Job Execution Reports


Once installed there will be 3 Job Execution reports available : OOD: Concurrent Program Execution Summary OOD: Program execution counts over time OOD: Detailed Program runtime history This section of the document will first go over some common concepts used by these reports and will then go into the specifics of each of these reports. When viewing any of these reports Use the View Ouput button. The output may exist in both the log and out files however only the output in the View Output button is properly formatted.

CommonConcepts
Job Execution flow
Before Analyzing these reports its important to understand the flow of how a job begins executing. 1. Job Submission The time a job is submitted into the system is recorded in the FND_CONCURRENT_REQUESTS table as the REQUEST_DATE. The requested_start_date of a job request can actually be in the past. For Example a third party system could submit a job at 11am Jan 2nd 2009 with a requested_start_date of 11am Jan 1st 2009. To reconcile this issue we take the greater of these 2 dates to determine the effective requested_start_date. 2. Once a job is submitted it will have a phase code of P. If there are any incompatibilities between that job and any other job on the system it will have a status code of Q for standby otherwise it will have a status code of I 3. When the sysdate is greater than the requested_start_date one of 2 things happens a. If the status is Q the job remains in standby mode until the Conflict Resolution Manager (CRM) releases it. Once the CRM releases the job it updates CRM_RELEASE_DATE column to the current time and the job goes into Pending normal mode. b. If the job is already in Pending normal mode it will be available to be picked up by a running manager. 4. When a worker wakes up to poll it will check to see if there are any jobs waiting to run. At this time it will lock the record, update it to running mode move it to running phase and begin executing the job. 5. When the job completes the manager takes care of any cleanup work (printing, rescheduling ) and completes the job by setting it to a complete phase. In general then we are trying to track and understand the times associated with the following phases : Status Code Q I Status meaning Standby Pending Common Interpretation Incompatible Waiting All the reports will break out the times by these 3 states. R Running Executing

Execution Time vs Actual Runtime

The main issue with execution time is that it often doesnt represent the load a job puts on the system. As an example lets take a job which executes 10 child processes. The master program submits a child and waits for the child to complete, then it submits the next process. Overall the master programs load on the system is tiny perhaps accounting for a few seconds of runtime. However the actual completion time may be hours later than the actual start time. To reconcile this we have created a table called the OOD_CONC_REQ_SETS table which tries to capture the real load runtime of a job instead of the recorded runtime. Where possible we use this metric to account for jobload rather than just the completion time start time.

Common Filter Parameters


These 3 jobs share a number of parameters that can be used to filter the selection criteria.

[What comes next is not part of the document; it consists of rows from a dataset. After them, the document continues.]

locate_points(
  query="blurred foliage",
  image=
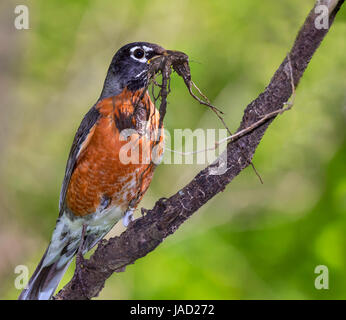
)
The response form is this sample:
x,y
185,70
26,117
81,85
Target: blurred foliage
x,y
252,241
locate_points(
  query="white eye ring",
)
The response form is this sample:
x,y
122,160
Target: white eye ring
x,y
142,59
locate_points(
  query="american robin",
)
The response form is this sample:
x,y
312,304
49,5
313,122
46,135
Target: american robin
x,y
101,185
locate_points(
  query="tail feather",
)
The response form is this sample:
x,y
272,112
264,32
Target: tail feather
x,y
45,280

Job Filters These filters on the job being executed are useful in getting a handle on the most used jobs, application, Queue or middle tier CM node in the system. o Program Short Name Find the short name from the Concurrent Program Define screen. o Application Short Name Program Application Short name (For example AR, ONT). Remember that GL is actually SQLGL and AP is SQLAP. o Concurrent Queue - This is the Concurrent Manager short name as seen in the second in the Concurrent Manager Define screen. o Hostname Concurrent Manager host name. Only relevant in a PCP configuration. Job execution times The default for the following 3 parameters is 0. Essentially these are used to grab any jobs which were in conflict for a long time (Standby time), Waiting for a worker (Pending time) or running for a long time (running time. Times are in whole minutes. o Min Standby Time o Min Wait Time o Min Run Time Timeframe - Start and end days for the reports to be looking for jobs. Starting Day begins at 00:00:00 of the specified day and Ending day ends at 23:59:59 of the specified day. o Starting Day o Ending Day Business Day definition Most of the time we are most concerned about jobs running during the business day. To exclude jobs running in the morning set the Start of business day to a more appropriate time (for example 08:00:00). Similarly to exclude jobs run at night bring the End of business day time earlier to say 5pm (eg 17:00:00) o Start of Business Day o End of Business Day o Exclude Weekends Excluding weekends also may make sense. Setting this to Y will exclude jobs which ran on Saturday and Sunday. Submitting User filters o Application User Name Select only a specifica Application users jobs

Application Resp Nam Select only those jobs submitted from a a specific Responsibility.

Switching Data Store


All the reports include the following flag: Live or Historical Tables By default the reports run against the historical data store populated by the job OOD: Create and Update Historical CM tables. By switching this to Live it will instead go against the live FND tables.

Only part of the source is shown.